Bolivian demonstrators burn cars and brawl with police after the arrest of the governor

As part of a 24-hour walkout on Friday following the arrest of the regional governor, a right-wing opposition leader, protesters in Santa Cruz, a relatively affluent farming region in Bolivia, assaulted buildings, torched cars, and blocked highways.

A man attempts to extinguish a fire in a car during the 24-hour strike in Bolivia.

As night struck, demonstrators in sections of the provincial capital set cars and tires on fire and threw fireworks at police, who deployed tear gas to separate the masses.

Pedro Vaca, the Special Rapporteur for Freedom of Expression for the Inter-American Commission on Human Rights (IACHR), stated on Twitter that he was getting allegations of “serious attacks” on the media, which were linked to police deployments.

He stated, “I call on the government to instruct their agents publicly on their responsibility to protect the freedoms of the press, peaceful assembly, and association.”

Throughout the day, generally peaceful groups staged protests by blocking roads with tires, rocks, and banners draped across streets.

The protests represent the most recent confrontation between Santa Cruz, led by Governor Luis Fernando Camacho, and the socialist government of President Luis Arce.

Wednesday, Camacho was seized on a “terrorist” accusation for his suspected involvement in the 2019 political disturbances that forced then-President Evo Morales to abandon the country.

Late Thursday night, he was condemned to four months of pre-trial incarceration and moved early Friday morning to a maximum security prison.

Police and demonstrators battle in Santa Cruz, Bolivia. APSmoke rises from fires set by demonstrators in Santa Cruz on Friday.

Camacho has maintained his innocence and referred to his detention and transit to Bolivia’s capital, La Paz, as kidnapping. Prosecutors denied the arrest was politically motivated or an abduction.

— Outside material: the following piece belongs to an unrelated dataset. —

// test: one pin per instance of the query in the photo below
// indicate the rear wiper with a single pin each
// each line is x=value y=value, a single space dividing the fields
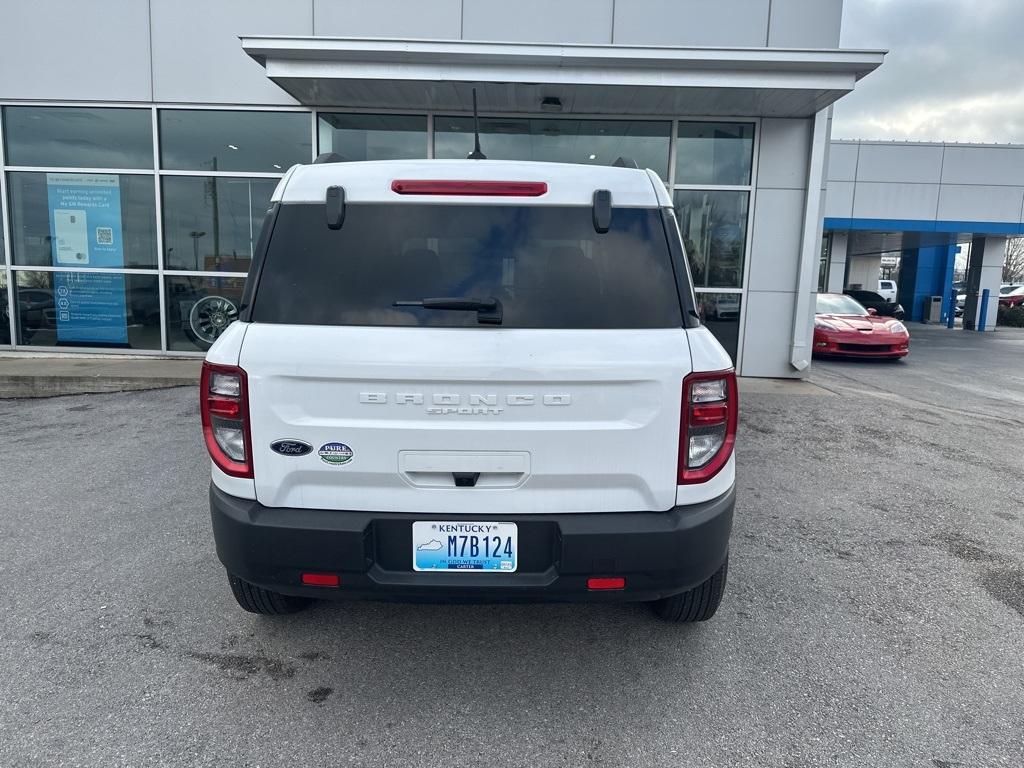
x=487 y=310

The governor became the face of the right-wing opposition movement when he asked for Morales’ resignation in 2019. Friday morning on Twitter, Camacho’s communications staff stated that the aftermath of the contested election was “fraud, not a coup.”

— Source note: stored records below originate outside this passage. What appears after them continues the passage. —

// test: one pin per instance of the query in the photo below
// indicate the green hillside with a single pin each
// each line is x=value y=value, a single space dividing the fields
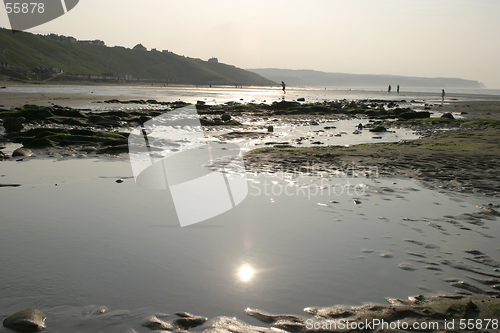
x=24 y=52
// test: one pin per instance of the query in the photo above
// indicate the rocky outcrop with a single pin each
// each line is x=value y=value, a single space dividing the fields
x=12 y=124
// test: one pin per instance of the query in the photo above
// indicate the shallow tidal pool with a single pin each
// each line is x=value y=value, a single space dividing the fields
x=71 y=237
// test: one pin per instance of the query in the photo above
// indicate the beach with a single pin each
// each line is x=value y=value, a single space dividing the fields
x=427 y=201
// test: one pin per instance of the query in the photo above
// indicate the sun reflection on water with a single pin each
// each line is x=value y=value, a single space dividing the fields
x=245 y=273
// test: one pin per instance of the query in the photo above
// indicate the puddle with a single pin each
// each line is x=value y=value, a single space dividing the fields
x=76 y=237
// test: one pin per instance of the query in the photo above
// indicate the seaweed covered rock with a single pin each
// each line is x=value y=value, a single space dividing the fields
x=22 y=152
x=415 y=115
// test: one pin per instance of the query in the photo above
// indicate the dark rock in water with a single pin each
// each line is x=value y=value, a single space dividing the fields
x=155 y=323
x=30 y=320
x=407 y=266
x=283 y=105
x=378 y=129
x=226 y=324
x=74 y=122
x=189 y=321
x=415 y=115
x=12 y=124
x=22 y=152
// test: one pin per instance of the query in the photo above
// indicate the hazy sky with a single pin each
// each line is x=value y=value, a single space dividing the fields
x=431 y=38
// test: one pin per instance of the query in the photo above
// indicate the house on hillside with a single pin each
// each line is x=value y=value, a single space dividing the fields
x=139 y=47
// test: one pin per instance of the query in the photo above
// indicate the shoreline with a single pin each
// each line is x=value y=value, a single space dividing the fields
x=451 y=158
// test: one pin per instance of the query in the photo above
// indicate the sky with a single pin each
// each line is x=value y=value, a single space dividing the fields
x=425 y=38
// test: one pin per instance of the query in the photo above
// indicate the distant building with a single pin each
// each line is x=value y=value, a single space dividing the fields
x=139 y=47
x=70 y=39
x=96 y=42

Camacho also spearheaded weeks-long protests that hampered trade from the region up until last month, urging the government to advance a census date that would likely provide Santa Cruz with additional political representation and tax income.

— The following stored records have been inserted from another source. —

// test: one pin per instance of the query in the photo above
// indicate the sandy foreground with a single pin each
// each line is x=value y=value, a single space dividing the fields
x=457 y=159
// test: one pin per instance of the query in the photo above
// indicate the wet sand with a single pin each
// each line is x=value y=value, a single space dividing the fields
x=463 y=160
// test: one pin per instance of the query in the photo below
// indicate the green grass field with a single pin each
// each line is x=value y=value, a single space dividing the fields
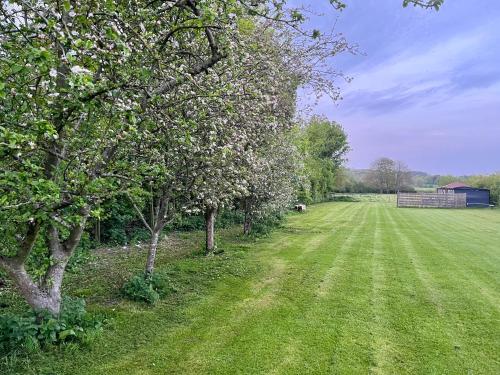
x=346 y=288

The protests follow the arrest of opposition governor Luis Fernando Camacho.

The government has not indicated how it will respond to the blockages on Friday, although military soldiers were deployed across Santa Cruz on Thursday night. In the previous round of protests, government-aligned organizations and Camacho supporters battled violently.

While Camacho remained in jail, a number of companies announced they would halt sales.